Google’s page ranking is what made the search engine so popular to begin with, and the techniques that other web sites can use to optimize their position in Google’s search results are well-established and well-known. Now that Google owns 70% of the U.S. search market and perhaps as much or more elsewhere around the globe, competitors can yell about anti-trust and anti-competitive behavior at every possible instance.

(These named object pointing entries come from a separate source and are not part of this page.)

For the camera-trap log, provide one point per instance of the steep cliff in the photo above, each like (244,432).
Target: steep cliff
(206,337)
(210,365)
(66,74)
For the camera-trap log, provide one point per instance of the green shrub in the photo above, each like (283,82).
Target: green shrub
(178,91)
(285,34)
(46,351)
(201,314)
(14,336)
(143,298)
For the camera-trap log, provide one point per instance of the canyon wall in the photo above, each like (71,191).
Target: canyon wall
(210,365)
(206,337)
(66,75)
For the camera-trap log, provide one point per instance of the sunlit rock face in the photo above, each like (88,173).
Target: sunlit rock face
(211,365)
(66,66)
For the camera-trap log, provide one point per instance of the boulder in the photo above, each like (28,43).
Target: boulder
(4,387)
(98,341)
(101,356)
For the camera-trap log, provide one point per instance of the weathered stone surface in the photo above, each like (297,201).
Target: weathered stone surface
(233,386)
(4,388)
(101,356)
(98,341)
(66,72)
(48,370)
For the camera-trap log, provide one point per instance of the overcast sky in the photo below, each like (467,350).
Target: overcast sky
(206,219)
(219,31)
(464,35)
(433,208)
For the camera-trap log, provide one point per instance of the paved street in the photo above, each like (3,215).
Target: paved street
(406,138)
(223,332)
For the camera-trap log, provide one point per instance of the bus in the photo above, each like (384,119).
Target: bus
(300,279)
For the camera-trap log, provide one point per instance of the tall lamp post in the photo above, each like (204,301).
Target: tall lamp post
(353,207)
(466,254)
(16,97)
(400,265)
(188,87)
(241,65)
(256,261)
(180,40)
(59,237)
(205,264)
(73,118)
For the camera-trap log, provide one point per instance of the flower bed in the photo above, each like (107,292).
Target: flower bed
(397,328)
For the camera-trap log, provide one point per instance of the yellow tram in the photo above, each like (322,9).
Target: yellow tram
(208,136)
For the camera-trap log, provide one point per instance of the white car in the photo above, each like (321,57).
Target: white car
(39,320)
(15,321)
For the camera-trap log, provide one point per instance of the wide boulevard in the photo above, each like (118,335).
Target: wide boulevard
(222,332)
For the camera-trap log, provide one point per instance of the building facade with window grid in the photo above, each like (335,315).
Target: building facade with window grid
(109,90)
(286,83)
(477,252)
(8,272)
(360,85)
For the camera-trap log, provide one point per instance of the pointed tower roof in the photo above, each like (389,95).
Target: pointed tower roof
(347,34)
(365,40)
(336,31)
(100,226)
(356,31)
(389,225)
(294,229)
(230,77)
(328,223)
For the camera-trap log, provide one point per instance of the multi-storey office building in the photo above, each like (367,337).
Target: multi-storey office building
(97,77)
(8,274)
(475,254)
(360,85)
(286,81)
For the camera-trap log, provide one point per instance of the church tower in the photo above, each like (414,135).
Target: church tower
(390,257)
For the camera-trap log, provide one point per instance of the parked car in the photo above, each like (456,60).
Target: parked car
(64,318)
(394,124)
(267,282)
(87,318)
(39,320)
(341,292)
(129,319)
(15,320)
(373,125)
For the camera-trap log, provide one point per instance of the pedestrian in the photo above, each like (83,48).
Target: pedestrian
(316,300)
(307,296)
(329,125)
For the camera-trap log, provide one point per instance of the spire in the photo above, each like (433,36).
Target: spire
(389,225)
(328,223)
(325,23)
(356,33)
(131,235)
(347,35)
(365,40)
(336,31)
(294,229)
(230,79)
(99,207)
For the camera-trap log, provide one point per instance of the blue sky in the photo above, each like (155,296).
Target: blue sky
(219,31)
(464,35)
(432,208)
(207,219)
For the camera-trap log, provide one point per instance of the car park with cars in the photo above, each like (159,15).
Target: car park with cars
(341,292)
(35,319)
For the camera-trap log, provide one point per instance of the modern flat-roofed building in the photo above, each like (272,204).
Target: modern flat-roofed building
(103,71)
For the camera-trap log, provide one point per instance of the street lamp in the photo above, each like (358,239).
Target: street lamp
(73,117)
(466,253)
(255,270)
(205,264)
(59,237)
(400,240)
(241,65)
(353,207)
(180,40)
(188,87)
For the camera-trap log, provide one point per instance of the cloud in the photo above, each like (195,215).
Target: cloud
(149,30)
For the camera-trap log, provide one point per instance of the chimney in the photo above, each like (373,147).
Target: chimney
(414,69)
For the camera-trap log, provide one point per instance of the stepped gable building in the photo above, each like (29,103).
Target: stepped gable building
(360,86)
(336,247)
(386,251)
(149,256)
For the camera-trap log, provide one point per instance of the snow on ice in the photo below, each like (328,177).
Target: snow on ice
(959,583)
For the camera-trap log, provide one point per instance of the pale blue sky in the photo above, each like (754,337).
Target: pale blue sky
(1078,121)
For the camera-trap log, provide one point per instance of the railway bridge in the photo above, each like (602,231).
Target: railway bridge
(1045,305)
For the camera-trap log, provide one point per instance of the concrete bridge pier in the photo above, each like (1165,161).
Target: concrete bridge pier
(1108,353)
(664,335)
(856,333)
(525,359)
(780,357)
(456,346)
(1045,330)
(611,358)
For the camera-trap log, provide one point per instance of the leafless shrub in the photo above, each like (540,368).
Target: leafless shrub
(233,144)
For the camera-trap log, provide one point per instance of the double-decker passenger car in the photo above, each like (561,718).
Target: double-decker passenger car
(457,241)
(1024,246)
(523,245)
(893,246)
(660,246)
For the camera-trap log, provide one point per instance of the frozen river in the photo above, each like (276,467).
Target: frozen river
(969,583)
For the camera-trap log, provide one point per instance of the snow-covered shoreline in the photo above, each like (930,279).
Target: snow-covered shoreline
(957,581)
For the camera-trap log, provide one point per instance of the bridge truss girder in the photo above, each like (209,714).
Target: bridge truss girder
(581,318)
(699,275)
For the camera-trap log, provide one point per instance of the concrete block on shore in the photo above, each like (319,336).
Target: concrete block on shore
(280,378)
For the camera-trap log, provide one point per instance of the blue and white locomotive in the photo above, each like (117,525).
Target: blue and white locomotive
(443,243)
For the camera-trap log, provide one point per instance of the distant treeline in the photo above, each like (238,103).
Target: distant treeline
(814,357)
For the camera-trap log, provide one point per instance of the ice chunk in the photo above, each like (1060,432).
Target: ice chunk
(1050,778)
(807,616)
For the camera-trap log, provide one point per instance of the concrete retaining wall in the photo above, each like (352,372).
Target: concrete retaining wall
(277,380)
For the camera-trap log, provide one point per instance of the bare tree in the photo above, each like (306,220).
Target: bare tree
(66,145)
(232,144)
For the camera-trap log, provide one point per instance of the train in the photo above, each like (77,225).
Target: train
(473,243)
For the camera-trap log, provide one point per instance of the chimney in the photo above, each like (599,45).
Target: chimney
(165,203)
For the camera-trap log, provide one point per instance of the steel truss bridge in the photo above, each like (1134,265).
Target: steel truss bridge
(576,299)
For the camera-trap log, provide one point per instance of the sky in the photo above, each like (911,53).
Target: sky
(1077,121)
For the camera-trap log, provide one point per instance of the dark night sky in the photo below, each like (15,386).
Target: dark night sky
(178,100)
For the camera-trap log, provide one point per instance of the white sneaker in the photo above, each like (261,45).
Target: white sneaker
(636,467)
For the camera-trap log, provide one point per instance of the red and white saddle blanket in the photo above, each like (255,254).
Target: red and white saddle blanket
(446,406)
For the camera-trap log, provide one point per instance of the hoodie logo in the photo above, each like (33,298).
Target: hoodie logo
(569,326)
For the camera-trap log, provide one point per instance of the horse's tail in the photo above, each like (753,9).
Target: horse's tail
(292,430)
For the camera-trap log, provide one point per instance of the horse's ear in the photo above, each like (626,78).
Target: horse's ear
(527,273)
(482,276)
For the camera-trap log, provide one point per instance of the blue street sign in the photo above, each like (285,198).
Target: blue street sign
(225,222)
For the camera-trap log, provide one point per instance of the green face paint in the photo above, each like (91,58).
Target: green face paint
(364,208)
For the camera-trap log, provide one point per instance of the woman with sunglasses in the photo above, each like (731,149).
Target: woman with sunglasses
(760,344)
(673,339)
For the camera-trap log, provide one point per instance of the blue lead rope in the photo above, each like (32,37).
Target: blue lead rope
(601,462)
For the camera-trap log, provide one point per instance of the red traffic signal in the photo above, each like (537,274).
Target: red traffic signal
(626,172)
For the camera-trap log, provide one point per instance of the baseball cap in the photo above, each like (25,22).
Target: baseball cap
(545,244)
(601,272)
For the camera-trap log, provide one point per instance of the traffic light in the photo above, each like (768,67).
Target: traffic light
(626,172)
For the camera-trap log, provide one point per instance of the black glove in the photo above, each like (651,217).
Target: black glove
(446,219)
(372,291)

But is the yelling justified? In a New York Times article, Foundem co-founder Adam Raff argues that search engines such as Google, Yahoo! (YHOO) and Microsoft’s Bing “have become the Internet’s gatekeepers” and that “they are now as essential a component of its infrastructure as the physical network itself.” He goes on to say that not only should regulators support net neutrality but that policy makers should also enforce “search neutrality: the principle that search engines should have no editorial policies other than that their results be comprehensive, impartial and based solely on relevance.”
When Google introduced what it called “universal search” in 2007, the company started fiddling with the way it returned its search results. Google-branded results began showing up at the top of the results page, pushing other returned pages further down, reducing the likelihood that users would click through to those pages.
Google doesn’t deny that is how its engine works, and the company has published guidelines for advertisers and webmasters detailing universal search. But that is not likely to stop the complaining from competitors.
The important issue for Google to defend is that its page ranking does not violate anti-trust rules in every country where its search engine is available. Which is every country, and which puts Google in a position not unlike Microsoft, who owns some 70% of the global operating systems business.
The U.S. spent a year reviewing Google’s purchase of online ad serving firm DoubleClick, and the Department of Justice blocked an attempt by Google to team up with Yahoo! on a search advertising deal. The Google Books project is also getting a lot of scrutiny and some heat from some authors, publishers and competitors.
How easy or difficult it becomes for Google to defend itself against these claims is not as important as the fact that all these claims will be made. The time, effort and money that Google must spend to fight off the claims are time, effort and money that the company can’t spend more productively.